灯油ランプから太陽光を電源としたLEDランタンに置き換えて勉強する様子。協力準備調査(BOPビジネス連携促進)(現在の「中小企業・SDGsビジネス支援事業」)を経てサブサハラ・アフリカ地域初の海外投融資事業として実施された「サブサハラ・アフリカ地域オフグリッド太陽光事業」では、株式会社Digital Gridへの出資を通じてタンザニアにおける未電化地域住民の電力アクセス向上に寄与(写真:JICA)
経済のグローバル化に伴い、開発途上国の開発のための資金ニーズが増大し、現在では世界のODAの総額を上回る民間資金が途上国に流入しています。開発における民間資金の役割の増大を踏まえ、民間資金との連携促進が一層重要となっています(「開発協力トピックス」も参照)。
海外投融資とは、JICAが行う有償資金協力の一つで、途上国での事業実施を担う民間企業に対して、必要な資金を出資・融資するものです。民間企業等の途上国での事業は、雇用を創出し、経済の活性化につながりますが、様々なリスクがあり、高い収益が望めないことも多いため、既存の金融機関から十分な資金が得られないことがあります。海外投融資は、そのような民間の金融機関だけでは対応が困難な事業、かつ、開発効果が高い事業に出資・融資するものです。支援対象分野は①インフラ・成長加速、②SDGs・貧困削減、③気候変動対策となっており、2019年度末までに計36件の出・融資契約を調印しています(事業の仕組み、対象分野・条件などについては、JICAホームページ注7を参照)。
また、海外のインフラ事業に参画する日本企業の為替(かわせ)リスクを低減するため、日本政府は海外投融資制度について、従来の円建てに加え、現地通貨建て(2014年)、米ドル建て融資(2015年)の導入を相次いで発表しました。
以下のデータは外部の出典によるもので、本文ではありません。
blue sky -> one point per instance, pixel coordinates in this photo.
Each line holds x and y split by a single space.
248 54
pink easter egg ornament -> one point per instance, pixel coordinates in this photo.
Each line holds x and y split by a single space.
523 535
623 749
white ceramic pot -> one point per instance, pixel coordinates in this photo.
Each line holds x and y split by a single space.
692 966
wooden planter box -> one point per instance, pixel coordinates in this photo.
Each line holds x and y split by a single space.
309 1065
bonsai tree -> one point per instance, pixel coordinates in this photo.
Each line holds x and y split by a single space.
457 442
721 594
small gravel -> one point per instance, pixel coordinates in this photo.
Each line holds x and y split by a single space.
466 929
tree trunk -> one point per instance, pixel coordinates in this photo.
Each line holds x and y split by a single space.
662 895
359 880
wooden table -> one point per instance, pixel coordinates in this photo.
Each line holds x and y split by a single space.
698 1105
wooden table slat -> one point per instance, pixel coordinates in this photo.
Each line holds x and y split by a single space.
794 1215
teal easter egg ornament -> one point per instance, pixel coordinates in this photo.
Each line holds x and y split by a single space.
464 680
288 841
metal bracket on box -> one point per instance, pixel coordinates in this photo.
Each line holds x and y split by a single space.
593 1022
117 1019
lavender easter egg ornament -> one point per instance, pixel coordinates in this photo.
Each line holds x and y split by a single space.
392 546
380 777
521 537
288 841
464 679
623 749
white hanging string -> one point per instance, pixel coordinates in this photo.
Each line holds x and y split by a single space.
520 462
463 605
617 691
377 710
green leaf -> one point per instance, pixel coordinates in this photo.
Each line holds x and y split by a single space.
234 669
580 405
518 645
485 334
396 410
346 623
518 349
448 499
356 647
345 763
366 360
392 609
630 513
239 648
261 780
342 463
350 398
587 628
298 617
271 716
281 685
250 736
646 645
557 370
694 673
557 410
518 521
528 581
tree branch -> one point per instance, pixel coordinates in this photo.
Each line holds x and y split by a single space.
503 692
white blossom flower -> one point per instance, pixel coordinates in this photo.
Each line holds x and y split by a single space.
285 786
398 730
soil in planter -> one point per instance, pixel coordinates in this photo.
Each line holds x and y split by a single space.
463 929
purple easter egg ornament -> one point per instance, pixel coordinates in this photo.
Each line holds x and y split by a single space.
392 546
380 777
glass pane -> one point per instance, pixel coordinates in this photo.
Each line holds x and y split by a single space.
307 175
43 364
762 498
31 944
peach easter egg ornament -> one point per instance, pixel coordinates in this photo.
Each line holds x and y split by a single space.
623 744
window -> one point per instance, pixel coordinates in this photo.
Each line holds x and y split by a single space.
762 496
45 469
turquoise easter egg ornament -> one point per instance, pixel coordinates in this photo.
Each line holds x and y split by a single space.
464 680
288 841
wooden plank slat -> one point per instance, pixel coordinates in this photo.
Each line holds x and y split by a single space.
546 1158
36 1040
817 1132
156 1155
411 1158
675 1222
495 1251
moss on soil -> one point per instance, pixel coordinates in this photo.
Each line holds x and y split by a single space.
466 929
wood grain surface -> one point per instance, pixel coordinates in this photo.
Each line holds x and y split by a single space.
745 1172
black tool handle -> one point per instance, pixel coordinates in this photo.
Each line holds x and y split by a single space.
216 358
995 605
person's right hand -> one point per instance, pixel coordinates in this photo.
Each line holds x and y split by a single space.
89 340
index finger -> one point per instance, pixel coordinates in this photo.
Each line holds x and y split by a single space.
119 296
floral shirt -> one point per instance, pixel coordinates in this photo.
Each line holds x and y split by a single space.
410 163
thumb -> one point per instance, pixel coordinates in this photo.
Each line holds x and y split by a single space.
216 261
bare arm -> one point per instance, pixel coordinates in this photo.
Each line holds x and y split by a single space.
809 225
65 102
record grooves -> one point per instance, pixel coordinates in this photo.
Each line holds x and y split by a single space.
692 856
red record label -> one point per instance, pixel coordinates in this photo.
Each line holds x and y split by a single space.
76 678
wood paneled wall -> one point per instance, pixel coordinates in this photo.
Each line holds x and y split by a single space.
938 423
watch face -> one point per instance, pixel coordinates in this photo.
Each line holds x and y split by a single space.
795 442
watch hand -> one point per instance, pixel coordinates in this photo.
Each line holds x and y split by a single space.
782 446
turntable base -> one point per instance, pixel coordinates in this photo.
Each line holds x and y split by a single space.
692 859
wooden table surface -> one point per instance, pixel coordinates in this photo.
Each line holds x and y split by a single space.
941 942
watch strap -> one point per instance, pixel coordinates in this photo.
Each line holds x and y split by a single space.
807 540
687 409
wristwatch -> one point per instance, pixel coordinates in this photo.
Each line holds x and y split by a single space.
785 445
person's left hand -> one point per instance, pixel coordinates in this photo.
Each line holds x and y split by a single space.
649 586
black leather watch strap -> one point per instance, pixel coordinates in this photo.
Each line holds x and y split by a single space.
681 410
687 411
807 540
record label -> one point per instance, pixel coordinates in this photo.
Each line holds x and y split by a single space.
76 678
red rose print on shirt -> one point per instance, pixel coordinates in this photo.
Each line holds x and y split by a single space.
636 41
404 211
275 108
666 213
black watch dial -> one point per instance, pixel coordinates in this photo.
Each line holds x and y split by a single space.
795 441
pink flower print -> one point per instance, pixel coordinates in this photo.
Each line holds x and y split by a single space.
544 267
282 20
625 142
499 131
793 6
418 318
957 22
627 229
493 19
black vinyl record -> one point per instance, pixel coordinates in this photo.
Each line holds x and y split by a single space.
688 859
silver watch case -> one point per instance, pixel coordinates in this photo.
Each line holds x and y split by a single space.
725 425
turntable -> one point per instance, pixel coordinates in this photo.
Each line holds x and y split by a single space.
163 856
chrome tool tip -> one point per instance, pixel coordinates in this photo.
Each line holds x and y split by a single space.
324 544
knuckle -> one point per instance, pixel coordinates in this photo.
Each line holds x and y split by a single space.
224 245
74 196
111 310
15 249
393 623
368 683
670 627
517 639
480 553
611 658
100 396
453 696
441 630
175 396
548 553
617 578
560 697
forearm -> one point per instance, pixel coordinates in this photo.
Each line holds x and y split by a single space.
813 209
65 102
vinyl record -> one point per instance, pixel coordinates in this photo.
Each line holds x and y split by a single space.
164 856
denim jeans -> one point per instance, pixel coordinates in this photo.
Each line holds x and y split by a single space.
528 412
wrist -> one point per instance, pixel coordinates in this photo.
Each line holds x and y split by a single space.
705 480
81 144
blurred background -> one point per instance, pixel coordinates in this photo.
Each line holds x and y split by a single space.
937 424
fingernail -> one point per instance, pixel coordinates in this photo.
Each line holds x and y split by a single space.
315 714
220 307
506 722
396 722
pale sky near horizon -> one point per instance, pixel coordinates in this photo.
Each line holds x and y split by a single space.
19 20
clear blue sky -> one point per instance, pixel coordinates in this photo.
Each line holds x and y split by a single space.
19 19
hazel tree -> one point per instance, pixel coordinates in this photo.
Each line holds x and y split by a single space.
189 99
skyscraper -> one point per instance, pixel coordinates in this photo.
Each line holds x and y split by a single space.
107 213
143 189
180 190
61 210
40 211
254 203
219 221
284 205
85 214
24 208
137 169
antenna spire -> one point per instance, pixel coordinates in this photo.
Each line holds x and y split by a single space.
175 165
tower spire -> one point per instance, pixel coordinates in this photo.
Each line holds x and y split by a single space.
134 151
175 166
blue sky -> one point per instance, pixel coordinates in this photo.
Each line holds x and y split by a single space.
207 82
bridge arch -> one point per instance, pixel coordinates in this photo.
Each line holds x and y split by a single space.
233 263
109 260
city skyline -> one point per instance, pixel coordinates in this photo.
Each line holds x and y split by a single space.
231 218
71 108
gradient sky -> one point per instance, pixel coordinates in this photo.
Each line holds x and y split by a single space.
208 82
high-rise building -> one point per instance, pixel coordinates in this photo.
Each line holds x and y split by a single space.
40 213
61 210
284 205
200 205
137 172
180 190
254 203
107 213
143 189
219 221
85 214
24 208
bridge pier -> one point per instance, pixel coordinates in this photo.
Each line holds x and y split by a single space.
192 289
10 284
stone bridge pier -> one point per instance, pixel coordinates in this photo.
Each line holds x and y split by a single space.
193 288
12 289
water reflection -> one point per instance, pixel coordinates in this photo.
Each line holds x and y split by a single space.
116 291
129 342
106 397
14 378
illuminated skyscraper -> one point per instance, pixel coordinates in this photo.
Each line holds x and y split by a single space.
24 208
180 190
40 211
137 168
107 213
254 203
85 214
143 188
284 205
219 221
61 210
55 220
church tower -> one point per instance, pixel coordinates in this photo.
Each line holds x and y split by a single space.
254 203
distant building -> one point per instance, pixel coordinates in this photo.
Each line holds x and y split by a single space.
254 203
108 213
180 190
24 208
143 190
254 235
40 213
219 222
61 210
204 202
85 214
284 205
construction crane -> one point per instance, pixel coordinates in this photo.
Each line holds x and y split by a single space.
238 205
2015年には、「質の高いインフラパートナーシップ」のフォローアップとして、海外投融資の迅速化、対象の拡大およびJICAと他機関の連携強化を行うことを発表しました。具体的には、民間企業等の申請から原則1か月以内に審査を開始し、民間金融機関との協調融資を可能にしました。さらに、「先導性」要件の解釈を見直し、過去に類似案件への融資実績があったとしても、既存の民間金融機関による非譲許(じょうきょ)的な融資で現状対応できない場合には融資できることとしました。
2016年に日本政府は、「質の高いインフラ輸出拡大イニシアティブ」*において、JICAの海外投融資の柔軟な運用・見直しとして、海外投融資の出資比率を25%から50%(最大株主にならない範囲)にまで拡大するなど、出資比率上限規制の柔軟化やユーロ建て海外投融資の検討を行うこととし、その後の検討の結果、それぞれ対応可能という結論に至りました。
2020年11月には、案件申請企業のニーズに透明性と予見可能性をもって迅速に対応するために、海外投融資の審査プロセスの運用を見直し、「JICA海外投融資に関する案件選択の指針」を初めて改訂しました。
日本の開発協力は、多様なアクターとのパートナーシップのもとで推進されています。開発協力の実施にあたっては、JICAとその他の公的資金を扱う機関(株式会社国際協力銀行(JBIC)、株式会社日本貿易保険(NEXI)、株式会社海外交通・都市開発事業支援機構(JOIN)、株式会社海外通信・放送・郵便事業支援機構(JICT)等)との間の連携を強化するとともに、政府が、民間部門を含む多様な力を動員・結集するための触媒(しょくばい)としての役割を果たすことが重要です。
用語解説
- *包摂(ほうせつ)的ビジネス(Inclusive Business)
- 包摂的な市場の成長と開発を達成するための有効な手段として、国連および世界銀行グループが推奨するビジネスモデルの総称。社会課題を解決する持続可能なBOPビジネスを含む。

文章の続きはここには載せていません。